Some of the blowback Roderick received to his thread might be described as “context collapse,” which one scholarly online encyclopedia defines as “the phenomenon in digital communication where distinct social spheres or contexts intersect, leading to challenges in managing audience expectations, privacy boundaries, and self-presentation.” While journalist and podcaster Kat Rosenfield readily described being a “pedant” as Roderick’s “shtick,” most Twitter users would not know this about his persona. Context collapsed as thousands of readers unfamiliar with his style encountered it for the first time in a story that could seem troubling without the requisite awareness of its author’s style of comedy.  

As for Roderick’s many self-acknowledgedly “racist, anti-Semitic, hurtful and slur-filled tweets,” he explained in his apology that he had thought he was being progressive through “taking the slurs of the oppressors and flipping them to mock racism, sexism, homophobia, and bigotry.” However, in his apology, he made clear that he now understood those tweets as inappropriate.  

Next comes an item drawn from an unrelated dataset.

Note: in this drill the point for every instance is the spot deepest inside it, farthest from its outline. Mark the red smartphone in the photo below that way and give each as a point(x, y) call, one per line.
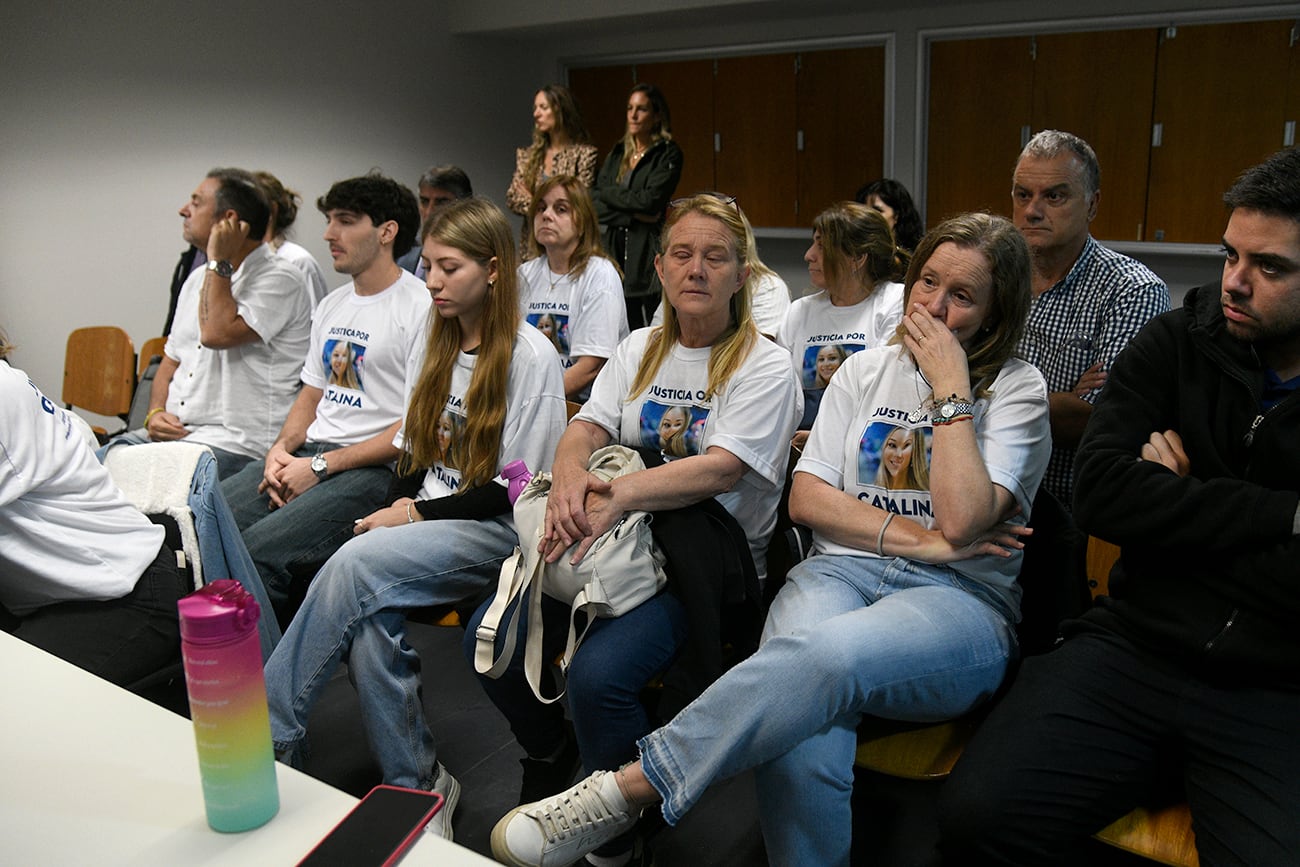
point(377, 831)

As pointed out by the hostesses of the popular culture criticism podcast Rehash, public apologies on social media often provoke negative reactions by default. When confronted with a situation like the “Bean Dad” hubbub, we’re challenged to ask, along with Maia, one of Rehash’s hostesses: “What do you owe the public?” Roderick’s reputation did not recover due to his apology, and “Bean Dad” became slang for bad and overly harsh parents online. Later in 2021, journalist and political consultant Liz Mair received backlash for alleging on Twitter that she burns her son’s Pokémon cards to punish his bad behaviour, quickly earning herself the moniker “Bean Dad 2.” The effectiveness of Roderick’s apology was nil, and the question remains: should he have taken a break from social media, as he promised to do in his apology anyway, without hopelessly apologizing in a way that could seem like groveling? By not opening a can of beans for his daughter, Bean Dad opened a can of worms for social media critics.